Best way to handle indexed pages you don't want indexed
-
We've had a lot of pages indexed by google which we didn't want indexed. They relate to a ajax category filter module that works ok for front end customers but under the bonnet google has been following all of the links.
I've put a rule in the robots.txt file to stop google from following any dynamic pages (with a ?) and also any ajax pages but the pages are still indexed on google.
At the moment there is over 5000 pages which have been indexed which I don't want on there and I'm worried is causing issues with my rankings.

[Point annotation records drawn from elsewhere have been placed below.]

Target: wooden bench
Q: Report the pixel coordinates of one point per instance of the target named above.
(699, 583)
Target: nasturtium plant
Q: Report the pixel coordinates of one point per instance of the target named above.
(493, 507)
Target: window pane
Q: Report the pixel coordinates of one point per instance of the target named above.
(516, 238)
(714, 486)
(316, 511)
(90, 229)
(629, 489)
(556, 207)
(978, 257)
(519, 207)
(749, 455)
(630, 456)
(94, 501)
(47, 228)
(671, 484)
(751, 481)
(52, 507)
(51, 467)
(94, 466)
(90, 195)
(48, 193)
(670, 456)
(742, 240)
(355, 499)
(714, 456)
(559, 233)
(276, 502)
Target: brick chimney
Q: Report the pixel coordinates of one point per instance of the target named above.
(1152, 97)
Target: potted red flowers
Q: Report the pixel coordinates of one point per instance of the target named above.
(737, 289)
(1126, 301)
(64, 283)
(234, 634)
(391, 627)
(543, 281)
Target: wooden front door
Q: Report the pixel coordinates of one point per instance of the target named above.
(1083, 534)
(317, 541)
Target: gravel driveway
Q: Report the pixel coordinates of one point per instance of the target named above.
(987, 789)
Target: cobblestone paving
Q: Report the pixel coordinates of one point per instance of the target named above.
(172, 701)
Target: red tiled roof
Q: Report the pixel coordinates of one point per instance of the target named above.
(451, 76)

Would a redirect rule work or could someone offer any advice?
-
Gavin Since you have added the noindex in the pages, the best way is to let Google crawl those pages, see the noindex and remove them. The other option is to keep everything as is and request these parameter pages via your Google Webmaster Console. Option 1: You never know how long it takes Option 2: This should happen relatively fast I would therefore suggest keeping everything as is and doing a removal request.
-
Right... We think we've been able to get the code noindex code into the dodgy pages. The only way we could think of doing it without breaking the user interface was to put this rule into the PHP.
if(!empty($_SERVER['HTTP_X_REQUESTED_WITH']) && strtolower($_SERVER['HTTP_X_REQUESTED_WITH']) == 'xmlhttprequest')
{normal code
}
else
{echo '';
echo '';
echo '';
echo '';
echo '';
echo '404';
echo '';
echo '';
}Its rendering ok for us front end, if anyone would like to test... I'm just hopeful it would work for google?

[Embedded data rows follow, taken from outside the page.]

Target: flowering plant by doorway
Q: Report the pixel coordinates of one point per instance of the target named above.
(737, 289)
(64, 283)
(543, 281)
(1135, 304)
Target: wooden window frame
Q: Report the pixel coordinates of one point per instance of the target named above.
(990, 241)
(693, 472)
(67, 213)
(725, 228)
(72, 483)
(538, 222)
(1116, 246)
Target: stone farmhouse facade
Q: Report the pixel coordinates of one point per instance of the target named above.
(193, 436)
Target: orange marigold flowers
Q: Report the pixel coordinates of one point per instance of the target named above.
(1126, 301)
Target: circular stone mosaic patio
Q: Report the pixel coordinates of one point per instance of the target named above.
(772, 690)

http://www.outdoormegastore.co.uk/cycling/cycling-clothing/protective-clothing.html?ajax=1
One thing I am not sure about is how google is going to revisit the said pages. I have put in various rules to the robots.txt files as well as the url parameter handling in webmaster tools to prevent any future pages from being followed... Would these rules need to be removed?
-
The AJAX URLs are used by the site, though, right (for visitors)? If you 404 them, you may be breaking the functionality and not just impacting Google.
Another problem is that, if these pages are no longer crawlable, and you add a page-level directive (whether it's a 404, 301, canonical, NOINDEX, etc.), Google won't process those new instructions. So, they could get stuck in the index. If that's the case, ti may actually be more effective to block the "ajax=" parameter with parameter handling in Google Webmaster Tools (there's a similar option in Bing).
If you know the path is cut and this isn't a recurrent problem, that could be the fastest short-term solution. You do need to monitor, though, as they can re-enter the index later.
-
Gavin, that's a more generic response. In this scenario, unless you can make a 404 happen, it won't work and therefore is not applicable. Noindex and / or the canonical tag are the choices and I would try and get those going if possible.
-
Thanks for all of the replies... My best option seems to be the meta noindex rule but the nature of the pages that are getting indexed are just one long ajax string with no access to the header are. I hope I have already 'prevented' google from following the links in the future by adding the rules to robots.txt but I'm now desperate to clean up (cure) the existing ones.
My next thought would be to put a rule in htaccess and redirect anything with ajax in the url to a 404 page?
I'm worried that this may have even worse side effects with rankings but its based on this article that google publish: https://support.google.com/webmasters/bin/answer.py?hl=en&answer=59819
"To remove a page or image, you must do one of the following:
- Make sure the content is no longer live on the web. Requests for the page must return an HTTP 404 (not found) or 410 status code
What would your thoughts be on this?
-
Definitely review George's comment as you need to figure out why they're being crawled. As Andrea said, any solution takes time, I'm sorry to say. Robots.txt is not a good solution for getting pages removed that are already indexed, especially in bulk. It's better at prevention than cure.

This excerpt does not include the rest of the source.